Perkara utang dianggap bukan suatu masalah. Justru menjadi solusi jitu bagi rezim. Rezim malah bangga karena dianggap utang Indonesia relatif baik dibanding negara-negara lain di dunia. Meski utang Indonesia naik 36-37 persen dari sebelumnya yang katanya hanya 30 persen. Maka, tak perlu heran jika Indonesia berada pada posisi ke tujuh setelah Cina, Brasil, India, Rusia, Meksiko dan Turki. Hal ini dikarenakan, di era kepemimpinan Jokowi-Ma'ruf getol sekali mengeluarkan surat berharga dan harus dibayar mahal se-Asia yaitu 8 persen.
Anehnya, Staf Khusus Menkeu Bidang Fiskal dan Makro Ekonomi, Masyita Cristallin menyatakan bahwa utang Indonesia masih cukup aman karena utang tersebut merupakan utang jangka panjang. Hal ini senada dengan pernyataan Menkeu, keduanya menganggap tidak ada masalah apa-apa yang ditimbulkan dari utang.
Apakah utang luar negeri Indonesia bisa terlunasi dengan jangka waktu yang sudah ditetapkan? Ataukah justru akan menambah kembali utang baru yang akan semakin menjerat Indonesia dalam kubangan ribawi?
Padahal Indonesia memiliki potensi Sumber Daya Alam yang beraneka ragam. Ada potensi hutan, laut, sumber daya mineral dan energi. Tetapi potensi SDA yang begitu besar belum berhasil mengentaskan kemiskinan seluruh rakyat negeri ini. Masyarakat masih kesulitan membiayai pendidikan, kesehatan dan perumahan.
Kemiskinan merupakan kegagalan rezim dalam mengelola perekonomian negeri ini. Rezim kapitalis sebenarnya telah gagal dalam mengelola SDA. Utang dijadikan solusi untuk menutupi kegagalan mereka.
Dalam sistem kapitalis, utang berperan dalam penempatan modal awal yang akan digunakan untuk memulai suatu usaha. Padahal tidak terasa didalammya mengandung riba yang justru akan menjerat pelakunya. Sementara dalam Islam, utang tidak menjadi pilihan untuk menyelesaikan berbagai masalah ekonomi negara. Karena pengelolaan pemasukan negara yang berasal dari kepemilikan negara seperti 'usyur, fa'i, ghanimah, kharaj, jizyah dan lain sebagainya.
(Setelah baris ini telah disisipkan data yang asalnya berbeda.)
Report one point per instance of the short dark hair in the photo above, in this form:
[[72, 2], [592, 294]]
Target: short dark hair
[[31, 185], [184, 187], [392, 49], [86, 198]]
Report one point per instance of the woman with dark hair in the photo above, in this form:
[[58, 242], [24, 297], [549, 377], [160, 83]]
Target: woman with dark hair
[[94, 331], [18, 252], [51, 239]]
Selain itu pemasukan negara dapat diperoleh juga dari kepemilikan umum seperti pengelolaan hasil tambang, minyak bumi, gas, hutan dan lain sebagainya.
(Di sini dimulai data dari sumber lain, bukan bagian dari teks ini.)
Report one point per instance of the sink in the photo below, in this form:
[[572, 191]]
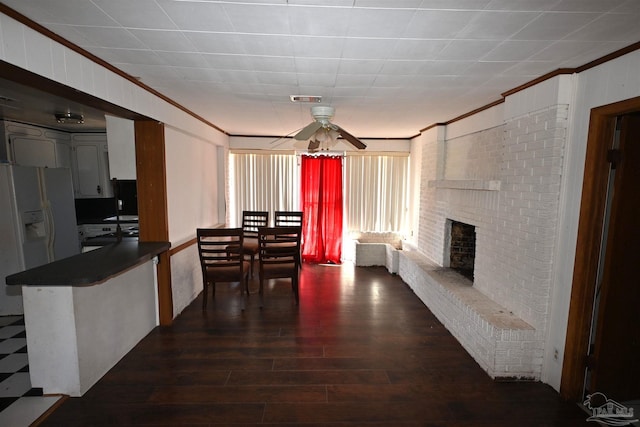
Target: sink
[[123, 218]]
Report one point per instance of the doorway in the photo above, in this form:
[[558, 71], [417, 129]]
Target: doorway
[[615, 340], [321, 200], [603, 337]]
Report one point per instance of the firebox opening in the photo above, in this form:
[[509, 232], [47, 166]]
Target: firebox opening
[[463, 248]]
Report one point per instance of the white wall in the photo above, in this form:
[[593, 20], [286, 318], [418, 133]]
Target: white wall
[[186, 137], [193, 201], [569, 100]]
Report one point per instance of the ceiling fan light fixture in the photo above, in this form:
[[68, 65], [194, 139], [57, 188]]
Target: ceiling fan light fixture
[[305, 98], [65, 118]]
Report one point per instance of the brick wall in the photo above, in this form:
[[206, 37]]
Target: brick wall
[[515, 221]]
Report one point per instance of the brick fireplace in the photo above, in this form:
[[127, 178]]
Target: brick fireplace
[[462, 248], [500, 184]]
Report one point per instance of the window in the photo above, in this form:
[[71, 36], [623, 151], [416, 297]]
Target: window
[[375, 191]]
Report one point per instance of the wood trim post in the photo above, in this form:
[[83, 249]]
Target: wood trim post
[[592, 214], [151, 174]]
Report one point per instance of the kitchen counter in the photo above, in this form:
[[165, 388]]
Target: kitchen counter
[[85, 312], [91, 267]]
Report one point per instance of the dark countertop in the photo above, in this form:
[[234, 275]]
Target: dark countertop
[[91, 267], [107, 240]]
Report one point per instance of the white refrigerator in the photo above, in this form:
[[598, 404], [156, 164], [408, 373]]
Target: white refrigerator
[[37, 224]]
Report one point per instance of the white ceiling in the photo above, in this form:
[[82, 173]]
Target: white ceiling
[[390, 68]]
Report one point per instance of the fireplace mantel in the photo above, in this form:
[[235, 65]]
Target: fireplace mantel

Dapat dipastikan ledakan utang tidak akan terjadi dalam kepemimpinan Islam. Negara bertanggung jawab atas harta kepemilikan negara dan umum tanpa adanya liberalisasi dalam aspek ekonomi. Harta baitul mal juga selalu mengalir tanpa adanya jerat utang ribawi. Dengan demikian, kemandirian dan kedaulatan negara dapat terjaga dan potensi pemenuhan kebutuhan anggaran dari luar negeri dapat dihindari.
Hendaknya penguasa negeri ini menyadari bahaya utang bukan hanya akan menjadikan rakyat sengsara tetapi kedaulatan negara akan terancam.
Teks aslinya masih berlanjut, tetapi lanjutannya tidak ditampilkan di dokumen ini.